A look at the fastcci-worker1.fastcci.eqiad.wmflabs /var/log/puppet.log file does not help me much :-/ It contains blocks like this

Ignoring stale puppet agent lock for pid 16421
Info: Sleeping for 31 seconds (splay is enabled)
Info: Retrieving plugin
Info: Loading facts in /var/lib/puppet/lib/facter/puppet_config_dir.rb
Info: Loading facts in /var/lib/puppet/lib/facter/physicalcorecount.rb
Info: Loading facts in /var/lib/puppet/lib/facter/puppet_vardir.rb
Info: Loading facts in /var/lib/puppet/lib/facter/lldp.rb
Info: Loading facts in /var/lib/puppet/lib/facter/initsystem.rb
Info: Loading facts in /var/lib/puppet/lib/facter/pe_version.rb
Info: Loading facts in /var/lib/puppet/lib/facter/labsprojectfrommetadata.rb
Info: Loading facts in /var/lib/puppet/lib/facter/ganeti.rb
Info: Loading facts in /var/lib/puppet/lib/facter/root_home.rb
Info: Loading facts in /var/lib/puppet/lib/facter/apt.rb
Info: Caching catalog for fastcci-worker1.fastcci.eqiad.wmflabs
Info: Applying configuration version '1463921528'
Notice: /Stage[main]/Standard::Ntp::Client/Ntp::Daemon[client]/Service[ntp]/ensure: ensure changed 'stopped' to 'running'
Info: /Stage[main]/Standard::Ntp::Client/Ntp::Daemon[client]/Service[ntp]: Unscheduling refresh on Service[ntp]
Skipping this run, puppet agent already running at pid 18206

Event Timeline

Run puppet manually?

Also, you need to put this in the appropriate projects for maps and fastcci instances.

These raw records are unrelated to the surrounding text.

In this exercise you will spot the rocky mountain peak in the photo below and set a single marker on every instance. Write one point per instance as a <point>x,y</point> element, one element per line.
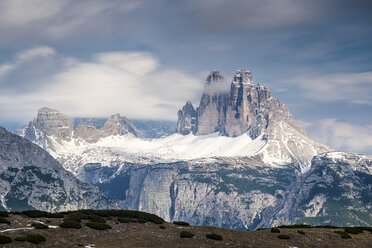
<point>119,125</point>
<point>186,119</point>
<point>243,76</point>
<point>214,76</point>
<point>53,123</point>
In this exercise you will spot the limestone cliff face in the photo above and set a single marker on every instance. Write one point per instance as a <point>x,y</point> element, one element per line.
<point>186,119</point>
<point>245,108</point>
<point>51,123</point>
<point>212,107</point>
<point>30,178</point>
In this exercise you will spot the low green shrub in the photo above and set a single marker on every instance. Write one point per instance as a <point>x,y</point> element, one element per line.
<point>98,225</point>
<point>20,239</point>
<point>365,228</point>
<point>275,230</point>
<point>4,214</point>
<point>5,239</point>
<point>67,223</point>
<point>186,234</point>
<point>39,225</point>
<point>343,234</point>
<point>127,220</point>
<point>35,238</point>
<point>283,236</point>
<point>353,230</point>
<point>3,220</point>
<point>213,236</point>
<point>181,223</point>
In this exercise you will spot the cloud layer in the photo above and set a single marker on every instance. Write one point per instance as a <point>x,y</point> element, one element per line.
<point>134,84</point>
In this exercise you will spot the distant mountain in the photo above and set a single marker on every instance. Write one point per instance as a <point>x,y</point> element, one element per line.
<point>249,109</point>
<point>238,160</point>
<point>32,179</point>
<point>147,128</point>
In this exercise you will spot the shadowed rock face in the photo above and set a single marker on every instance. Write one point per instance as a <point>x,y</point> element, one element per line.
<point>186,119</point>
<point>31,178</point>
<point>246,107</point>
<point>52,123</point>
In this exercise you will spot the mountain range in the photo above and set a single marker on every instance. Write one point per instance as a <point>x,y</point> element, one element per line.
<point>238,160</point>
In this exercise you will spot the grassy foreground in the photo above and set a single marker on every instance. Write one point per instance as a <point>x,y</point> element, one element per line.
<point>126,228</point>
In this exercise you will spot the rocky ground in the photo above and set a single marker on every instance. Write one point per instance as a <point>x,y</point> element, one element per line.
<point>168,235</point>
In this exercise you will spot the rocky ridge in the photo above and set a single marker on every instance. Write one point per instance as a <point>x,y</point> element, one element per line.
<point>32,179</point>
<point>51,123</point>
<point>249,109</point>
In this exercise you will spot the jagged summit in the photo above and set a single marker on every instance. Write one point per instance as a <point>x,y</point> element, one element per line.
<point>214,76</point>
<point>250,109</point>
<point>51,123</point>
<point>243,76</point>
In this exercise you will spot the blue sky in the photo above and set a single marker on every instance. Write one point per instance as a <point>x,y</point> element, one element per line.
<point>144,59</point>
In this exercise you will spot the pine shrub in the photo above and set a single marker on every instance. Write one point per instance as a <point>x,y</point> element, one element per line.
<point>5,239</point>
<point>213,236</point>
<point>3,220</point>
<point>39,225</point>
<point>343,234</point>
<point>186,234</point>
<point>67,223</point>
<point>283,236</point>
<point>275,230</point>
<point>181,223</point>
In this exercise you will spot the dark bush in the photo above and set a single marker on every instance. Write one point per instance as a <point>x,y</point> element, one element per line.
<point>3,220</point>
<point>213,236</point>
<point>75,216</point>
<point>35,238</point>
<point>275,230</point>
<point>353,230</point>
<point>40,214</point>
<point>4,214</point>
<point>186,234</point>
<point>365,228</point>
<point>181,223</point>
<point>39,225</point>
<point>127,220</point>
<point>296,226</point>
<point>95,218</point>
<point>343,234</point>
<point>98,225</point>
<point>67,223</point>
<point>20,239</point>
<point>283,236</point>
<point>5,239</point>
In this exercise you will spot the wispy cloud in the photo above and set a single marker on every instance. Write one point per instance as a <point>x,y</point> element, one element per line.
<point>58,19</point>
<point>341,135</point>
<point>351,87</point>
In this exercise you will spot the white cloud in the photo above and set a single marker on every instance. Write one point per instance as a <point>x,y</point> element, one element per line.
<point>134,84</point>
<point>24,56</point>
<point>59,18</point>
<point>351,87</point>
<point>341,135</point>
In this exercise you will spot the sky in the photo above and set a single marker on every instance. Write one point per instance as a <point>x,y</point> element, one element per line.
<point>145,58</point>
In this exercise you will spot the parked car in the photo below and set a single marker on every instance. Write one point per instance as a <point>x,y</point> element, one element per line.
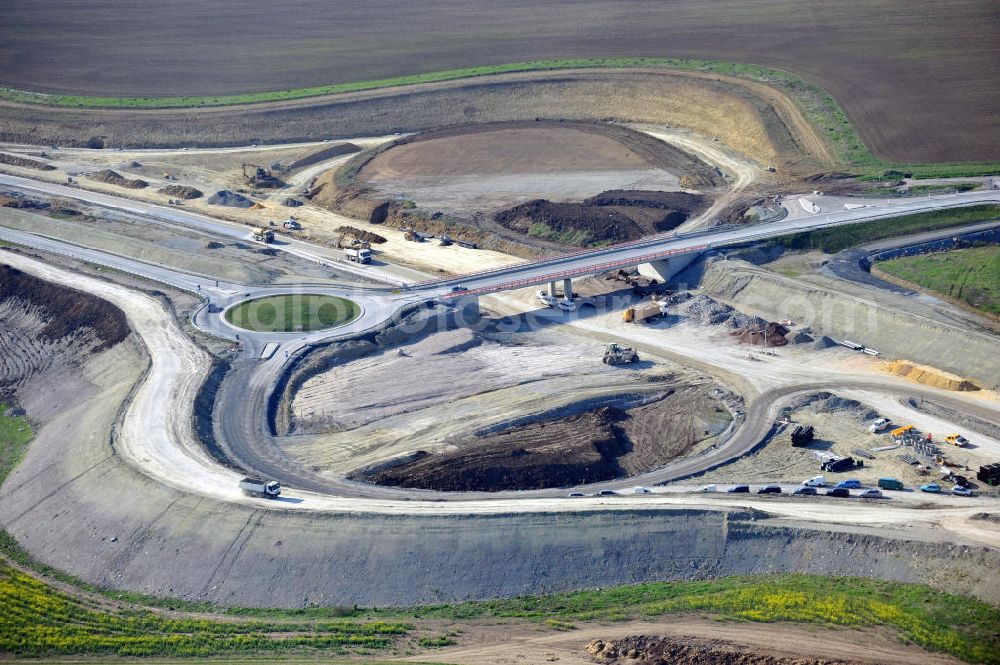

running manually it seems to hang after

Info: /Stage[main]/Standard::Ntp::Client/Ntp::Daemon[client]/Service[ntp]: Unscheduling refresh on Service[ntp]

Could that be the reason for the stale lock? (next scheduled run encounters the previous hanging run?)

I'm receiving the same issue on with Alert: puppet failed on wigi.wikidumpparse.eqiad.wmflabs . There's no indication on how to fix this.

In my /var/log/puppet.log: I have many

Notice: /Stage[main]/Ssh::Server/File[/etc/ssh/userkeys/ubuntu/.ssh/authorized_keys /public/keys/ubuntu/.ssh]: Not removing directory; use 'force' to overrideESC[0m
ESC[mNotice: /Stage[main]/Ssh::Server/File[/etc/ssh/userkeys/ubuntu/.ssh/authorized_keys /public/keys/ubuntu/.ssh]/ensure: removed
Andrew subscribed.

It looks to me like this is hanging because of /public/dumps issues. We've been facing similar issues over the last few weeks. A reboot will almost certainly fix everything; if any of the instances should not be rebooted let me know and I will pursue other means.

@notconfusing rebooting the instances took care of it. Sorry about the slow answer. I rebooted a single instance first and wanted to make sure it helped before rebooting all of them.

Yes, rebooting through the wikitech web interface took care of it for me too.

That's great! As always, this is due to various terrible NFS problems which are difficult to deal with comprehensively. In theory after the reboot you're less subject to NFS-related hangs.